But before lawmakers lure middle-class families into the welfare system, they should contemplate the absurdity at work here. Most of these families pay at least some federal tax. The IRS even considers some of them "rich."
That's right. In 2004, approximately 40,000 households earning $75,000 or less in the states with the most generous SCHIP coverage paid the odious Alternative Minimum Tax (an out-of-control provision enacted in 1969 to require 155 millionaires to pay at least some federal tax, but that now shakes down some three million taxpayers). The $66.6 million in AMT payments these taxpayers have forked over to Uncle Sam could have gone toward private health coverage for their children.
Repeal the AMT
Some of these AMT victims undoubtedly enroll their children in SCHIP. This certainly gives new meaning to the phrase "poor little rich kid."

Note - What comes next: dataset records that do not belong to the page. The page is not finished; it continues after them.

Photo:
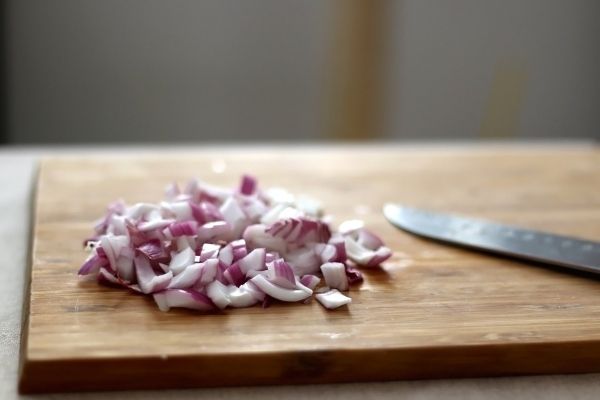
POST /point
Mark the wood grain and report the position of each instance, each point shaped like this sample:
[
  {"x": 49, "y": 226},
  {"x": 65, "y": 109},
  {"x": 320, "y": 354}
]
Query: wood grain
[{"x": 431, "y": 311}]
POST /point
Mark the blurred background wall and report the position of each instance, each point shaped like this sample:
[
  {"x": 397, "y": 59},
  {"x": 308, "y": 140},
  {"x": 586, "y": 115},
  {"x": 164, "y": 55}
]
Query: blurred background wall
[{"x": 133, "y": 70}]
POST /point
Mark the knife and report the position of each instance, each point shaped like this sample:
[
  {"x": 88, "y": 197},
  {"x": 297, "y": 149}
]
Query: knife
[{"x": 544, "y": 247}]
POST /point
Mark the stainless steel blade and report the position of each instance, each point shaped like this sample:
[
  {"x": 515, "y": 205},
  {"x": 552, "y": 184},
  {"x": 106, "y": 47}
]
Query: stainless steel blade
[{"x": 564, "y": 251}]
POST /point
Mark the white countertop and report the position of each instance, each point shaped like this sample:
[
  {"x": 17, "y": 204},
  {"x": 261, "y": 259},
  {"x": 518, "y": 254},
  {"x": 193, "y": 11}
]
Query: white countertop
[{"x": 16, "y": 179}]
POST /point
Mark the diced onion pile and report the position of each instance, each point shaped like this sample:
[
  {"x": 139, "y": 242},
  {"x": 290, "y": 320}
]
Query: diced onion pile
[{"x": 208, "y": 248}]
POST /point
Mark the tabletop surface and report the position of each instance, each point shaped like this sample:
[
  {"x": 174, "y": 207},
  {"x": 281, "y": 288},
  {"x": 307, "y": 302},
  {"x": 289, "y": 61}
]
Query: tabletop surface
[{"x": 16, "y": 177}]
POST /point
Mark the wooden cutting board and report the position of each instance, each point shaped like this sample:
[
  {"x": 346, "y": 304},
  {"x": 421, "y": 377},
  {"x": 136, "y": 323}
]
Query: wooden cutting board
[{"x": 431, "y": 311}]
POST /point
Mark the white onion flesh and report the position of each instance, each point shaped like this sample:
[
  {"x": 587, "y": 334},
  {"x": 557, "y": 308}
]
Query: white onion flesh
[{"x": 208, "y": 248}]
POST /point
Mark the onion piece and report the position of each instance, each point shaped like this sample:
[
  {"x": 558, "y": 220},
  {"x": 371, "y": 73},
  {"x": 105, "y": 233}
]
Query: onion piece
[
  {"x": 187, "y": 278},
  {"x": 241, "y": 296},
  {"x": 234, "y": 216},
  {"x": 248, "y": 185},
  {"x": 209, "y": 250},
  {"x": 335, "y": 275},
  {"x": 234, "y": 275},
  {"x": 281, "y": 274},
  {"x": 278, "y": 292},
  {"x": 219, "y": 294},
  {"x": 92, "y": 264},
  {"x": 253, "y": 261},
  {"x": 333, "y": 299},
  {"x": 181, "y": 260},
  {"x": 183, "y": 298},
  {"x": 310, "y": 281},
  {"x": 366, "y": 257},
  {"x": 147, "y": 280},
  {"x": 208, "y": 237},
  {"x": 256, "y": 236}
]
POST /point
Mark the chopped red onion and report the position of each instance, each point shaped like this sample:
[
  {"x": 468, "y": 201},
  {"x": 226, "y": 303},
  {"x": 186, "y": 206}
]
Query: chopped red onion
[
  {"x": 335, "y": 275},
  {"x": 281, "y": 274},
  {"x": 254, "y": 261},
  {"x": 181, "y": 260},
  {"x": 333, "y": 299},
  {"x": 208, "y": 248},
  {"x": 183, "y": 298},
  {"x": 310, "y": 281},
  {"x": 248, "y": 185},
  {"x": 147, "y": 280},
  {"x": 277, "y": 292},
  {"x": 218, "y": 293}
]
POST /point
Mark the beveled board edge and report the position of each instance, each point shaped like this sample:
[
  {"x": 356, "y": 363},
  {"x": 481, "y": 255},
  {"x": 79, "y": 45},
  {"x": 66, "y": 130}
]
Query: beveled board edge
[
  {"x": 23, "y": 359},
  {"x": 314, "y": 367}
]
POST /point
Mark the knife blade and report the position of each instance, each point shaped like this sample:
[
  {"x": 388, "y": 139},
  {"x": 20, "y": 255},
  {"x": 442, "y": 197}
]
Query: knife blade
[{"x": 518, "y": 242}]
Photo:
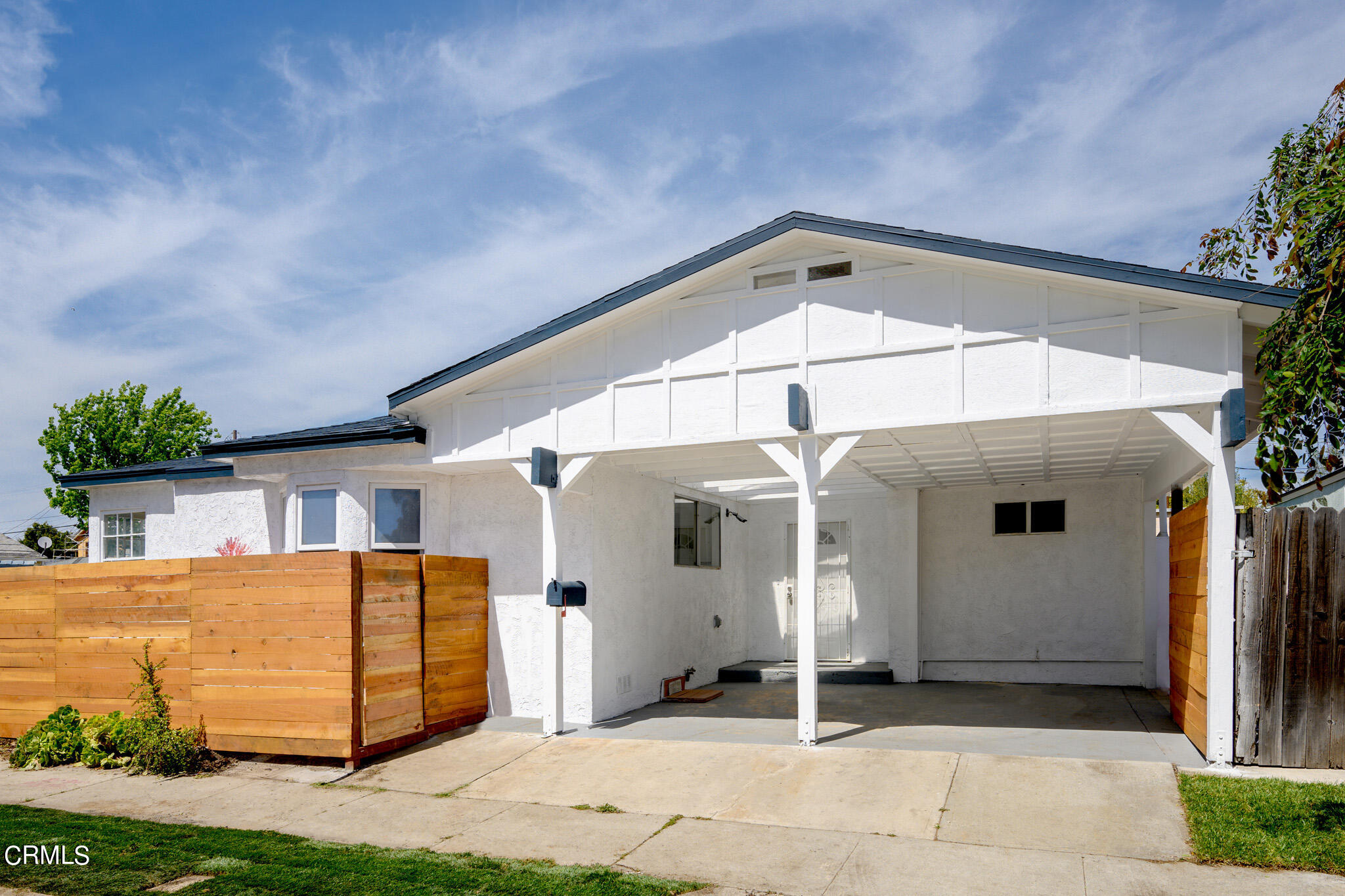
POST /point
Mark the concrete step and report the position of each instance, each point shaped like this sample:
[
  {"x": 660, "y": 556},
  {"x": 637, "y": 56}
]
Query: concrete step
[{"x": 829, "y": 672}]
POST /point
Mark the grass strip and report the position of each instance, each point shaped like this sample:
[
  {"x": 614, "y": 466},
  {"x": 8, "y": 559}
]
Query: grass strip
[
  {"x": 1266, "y": 822},
  {"x": 128, "y": 856}
]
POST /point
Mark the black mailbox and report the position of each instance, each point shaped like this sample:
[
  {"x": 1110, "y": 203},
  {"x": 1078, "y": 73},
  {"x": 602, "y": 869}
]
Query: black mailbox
[{"x": 567, "y": 594}]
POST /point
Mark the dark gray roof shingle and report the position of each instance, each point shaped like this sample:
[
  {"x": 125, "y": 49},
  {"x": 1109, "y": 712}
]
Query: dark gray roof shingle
[{"x": 1039, "y": 258}]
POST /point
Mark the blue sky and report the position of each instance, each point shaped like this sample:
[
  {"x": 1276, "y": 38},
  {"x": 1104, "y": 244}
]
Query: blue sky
[{"x": 292, "y": 209}]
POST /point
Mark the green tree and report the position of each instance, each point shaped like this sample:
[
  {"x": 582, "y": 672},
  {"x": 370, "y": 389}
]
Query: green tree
[
  {"x": 1297, "y": 215},
  {"x": 116, "y": 429},
  {"x": 1243, "y": 494},
  {"x": 61, "y": 540}
]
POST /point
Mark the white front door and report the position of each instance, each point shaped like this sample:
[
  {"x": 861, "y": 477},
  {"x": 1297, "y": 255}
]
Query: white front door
[{"x": 833, "y": 590}]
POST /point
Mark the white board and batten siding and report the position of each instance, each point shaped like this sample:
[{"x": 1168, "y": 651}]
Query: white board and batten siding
[{"x": 891, "y": 345}]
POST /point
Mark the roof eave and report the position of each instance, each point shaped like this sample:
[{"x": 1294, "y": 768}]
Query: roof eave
[
  {"x": 408, "y": 436},
  {"x": 108, "y": 477},
  {"x": 1098, "y": 269}
]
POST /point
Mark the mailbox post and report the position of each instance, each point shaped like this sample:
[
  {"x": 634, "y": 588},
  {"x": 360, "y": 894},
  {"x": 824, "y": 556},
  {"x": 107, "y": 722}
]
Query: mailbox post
[{"x": 549, "y": 480}]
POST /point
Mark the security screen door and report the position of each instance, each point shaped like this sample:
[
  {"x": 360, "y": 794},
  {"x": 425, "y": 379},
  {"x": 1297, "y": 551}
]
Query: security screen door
[{"x": 833, "y": 590}]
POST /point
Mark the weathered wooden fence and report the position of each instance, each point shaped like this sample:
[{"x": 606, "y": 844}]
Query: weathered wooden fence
[
  {"x": 1290, "y": 640},
  {"x": 261, "y": 647},
  {"x": 1188, "y": 551}
]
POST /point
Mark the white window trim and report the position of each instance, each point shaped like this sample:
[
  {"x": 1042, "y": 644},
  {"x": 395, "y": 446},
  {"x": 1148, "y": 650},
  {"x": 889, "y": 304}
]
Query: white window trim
[
  {"x": 397, "y": 545},
  {"x": 699, "y": 501},
  {"x": 102, "y": 523},
  {"x": 1030, "y": 531},
  {"x": 299, "y": 516}
]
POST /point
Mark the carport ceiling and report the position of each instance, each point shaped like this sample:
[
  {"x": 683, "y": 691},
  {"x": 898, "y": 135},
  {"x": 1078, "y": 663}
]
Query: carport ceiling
[{"x": 1084, "y": 446}]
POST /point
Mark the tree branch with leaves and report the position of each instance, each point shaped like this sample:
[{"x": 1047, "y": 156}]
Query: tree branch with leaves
[
  {"x": 106, "y": 430},
  {"x": 1296, "y": 219}
]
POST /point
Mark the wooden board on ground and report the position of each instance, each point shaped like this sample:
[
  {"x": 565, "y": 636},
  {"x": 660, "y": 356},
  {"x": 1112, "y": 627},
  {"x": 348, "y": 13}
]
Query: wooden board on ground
[{"x": 694, "y": 695}]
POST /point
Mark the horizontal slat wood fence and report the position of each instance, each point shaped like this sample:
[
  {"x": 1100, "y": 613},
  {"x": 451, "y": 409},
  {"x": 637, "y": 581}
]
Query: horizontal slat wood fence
[
  {"x": 290, "y": 653},
  {"x": 1292, "y": 640},
  {"x": 1188, "y": 550}
]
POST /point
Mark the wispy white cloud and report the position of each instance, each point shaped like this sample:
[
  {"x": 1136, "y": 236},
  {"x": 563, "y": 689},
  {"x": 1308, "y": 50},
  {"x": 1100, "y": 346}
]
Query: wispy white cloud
[
  {"x": 399, "y": 202},
  {"x": 24, "y": 60}
]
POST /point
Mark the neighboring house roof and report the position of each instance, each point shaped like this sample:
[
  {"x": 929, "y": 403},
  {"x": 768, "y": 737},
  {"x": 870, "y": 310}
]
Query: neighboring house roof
[
  {"x": 187, "y": 468},
  {"x": 1310, "y": 492},
  {"x": 1212, "y": 286},
  {"x": 12, "y": 551},
  {"x": 378, "y": 430}
]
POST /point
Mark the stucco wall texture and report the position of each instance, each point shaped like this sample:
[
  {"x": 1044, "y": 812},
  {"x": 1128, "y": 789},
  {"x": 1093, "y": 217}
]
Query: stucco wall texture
[
  {"x": 1033, "y": 608},
  {"x": 935, "y": 593}
]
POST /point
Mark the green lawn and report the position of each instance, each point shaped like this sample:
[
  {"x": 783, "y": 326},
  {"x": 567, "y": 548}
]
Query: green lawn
[
  {"x": 128, "y": 856},
  {"x": 1266, "y": 822}
]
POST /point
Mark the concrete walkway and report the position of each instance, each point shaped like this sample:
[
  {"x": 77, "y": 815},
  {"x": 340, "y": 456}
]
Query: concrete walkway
[
  {"x": 1082, "y": 721},
  {"x": 763, "y": 819}
]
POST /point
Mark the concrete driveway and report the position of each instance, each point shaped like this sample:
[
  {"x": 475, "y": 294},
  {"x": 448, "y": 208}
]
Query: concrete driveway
[
  {"x": 763, "y": 819},
  {"x": 1082, "y": 721}
]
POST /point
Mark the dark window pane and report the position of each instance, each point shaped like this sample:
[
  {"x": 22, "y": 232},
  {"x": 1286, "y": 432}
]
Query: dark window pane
[
  {"x": 318, "y": 516},
  {"x": 1012, "y": 519},
  {"x": 827, "y": 272},
  {"x": 708, "y": 535},
  {"x": 779, "y": 278},
  {"x": 397, "y": 516},
  {"x": 1048, "y": 516},
  {"x": 684, "y": 532}
]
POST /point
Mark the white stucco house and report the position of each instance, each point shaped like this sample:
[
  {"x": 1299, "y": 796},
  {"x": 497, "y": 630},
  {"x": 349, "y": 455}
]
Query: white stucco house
[{"x": 975, "y": 463}]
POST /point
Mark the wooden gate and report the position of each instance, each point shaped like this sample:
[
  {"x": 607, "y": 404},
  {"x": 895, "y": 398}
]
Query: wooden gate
[
  {"x": 1290, "y": 640},
  {"x": 1188, "y": 553}
]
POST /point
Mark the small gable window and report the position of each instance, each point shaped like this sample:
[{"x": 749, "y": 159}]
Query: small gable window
[
  {"x": 779, "y": 278},
  {"x": 124, "y": 536},
  {"x": 827, "y": 272},
  {"x": 1029, "y": 517},
  {"x": 399, "y": 519},
  {"x": 318, "y": 517}
]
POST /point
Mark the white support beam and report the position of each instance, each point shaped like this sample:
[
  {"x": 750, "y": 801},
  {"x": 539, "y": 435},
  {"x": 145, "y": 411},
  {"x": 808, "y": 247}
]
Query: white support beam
[
  {"x": 870, "y": 473},
  {"x": 906, "y": 453},
  {"x": 1121, "y": 441},
  {"x": 807, "y": 471},
  {"x": 965, "y": 431},
  {"x": 1188, "y": 430},
  {"x": 553, "y": 630},
  {"x": 575, "y": 469},
  {"x": 1222, "y": 605},
  {"x": 1044, "y": 436}
]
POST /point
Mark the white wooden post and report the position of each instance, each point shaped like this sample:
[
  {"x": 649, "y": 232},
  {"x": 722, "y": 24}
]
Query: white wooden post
[
  {"x": 807, "y": 471},
  {"x": 1220, "y": 602},
  {"x": 553, "y": 629},
  {"x": 1162, "y": 634},
  {"x": 807, "y": 593}
]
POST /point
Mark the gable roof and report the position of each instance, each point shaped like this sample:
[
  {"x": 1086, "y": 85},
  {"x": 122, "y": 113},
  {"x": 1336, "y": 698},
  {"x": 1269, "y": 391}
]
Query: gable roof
[
  {"x": 376, "y": 430},
  {"x": 1119, "y": 272},
  {"x": 186, "y": 468}
]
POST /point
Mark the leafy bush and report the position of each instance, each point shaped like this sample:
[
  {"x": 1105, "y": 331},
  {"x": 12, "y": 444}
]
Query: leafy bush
[
  {"x": 55, "y": 740},
  {"x": 146, "y": 742},
  {"x": 109, "y": 740}
]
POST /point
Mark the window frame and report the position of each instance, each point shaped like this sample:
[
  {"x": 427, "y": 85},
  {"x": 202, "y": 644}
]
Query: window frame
[
  {"x": 1028, "y": 528},
  {"x": 102, "y": 536},
  {"x": 695, "y": 544},
  {"x": 299, "y": 516},
  {"x": 373, "y": 509}
]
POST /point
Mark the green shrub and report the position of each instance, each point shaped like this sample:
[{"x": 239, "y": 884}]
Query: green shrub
[
  {"x": 146, "y": 740},
  {"x": 55, "y": 740},
  {"x": 109, "y": 739}
]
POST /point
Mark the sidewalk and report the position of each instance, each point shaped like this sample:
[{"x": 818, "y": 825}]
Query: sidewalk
[{"x": 803, "y": 822}]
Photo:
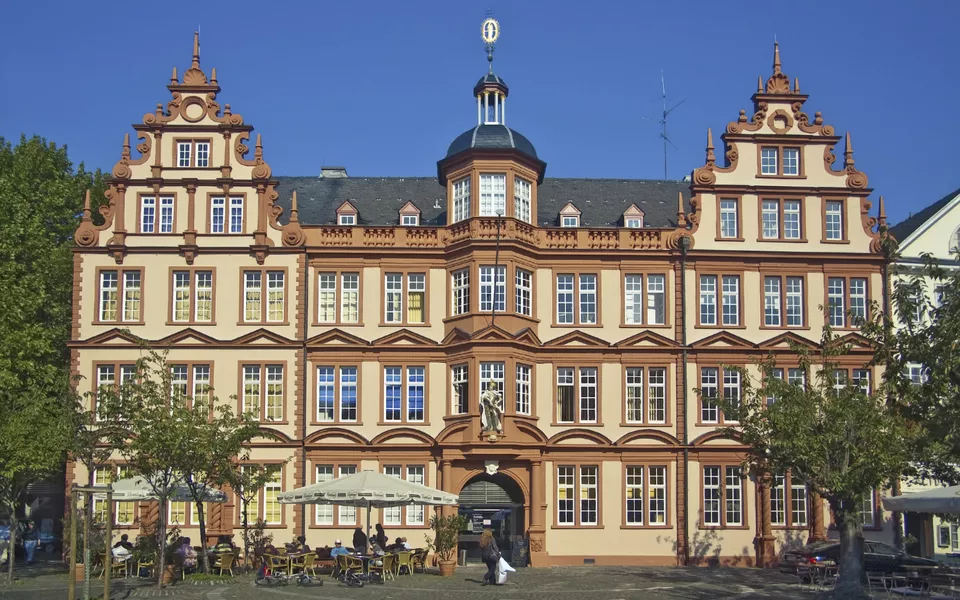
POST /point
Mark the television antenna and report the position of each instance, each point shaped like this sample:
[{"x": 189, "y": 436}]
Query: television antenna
[{"x": 663, "y": 121}]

The solution? Repeal the AMT. After all, Congress never intended it to generate so much revenue or ensnare so many taxpayers. The resulting tax relief (about $13 billion), moreover, would permit these hyperventilating governors to propose their own tax increases and dedicate the resulting revenue to their grandiose schemes. In California, AMT repeal would return $2.9 billion to Gov. Schwarzenegger's constituents. In New York, the relief would exceed $2.1 billion. In New Jersey, $842 million. In Maryland, $360 million. And so on.
If a massive expansion of the government's role is such a good idea, the governors should stop their pathetic bended-knee appeals to Washington for more cash and assert their prerogatives under our federalist system. Let them propose to increase taxes on their own constituents. Of course, Washington can help by cutting taxes and allowing their constituents to keep more of their hard-earned dollars.
If this provokes taxpayers to rebel, fine. These governors would then be motivated to seek out more targeted and cheaper solutions to an admittedly serious policy concern. But that's how our federalist system is supposed to work.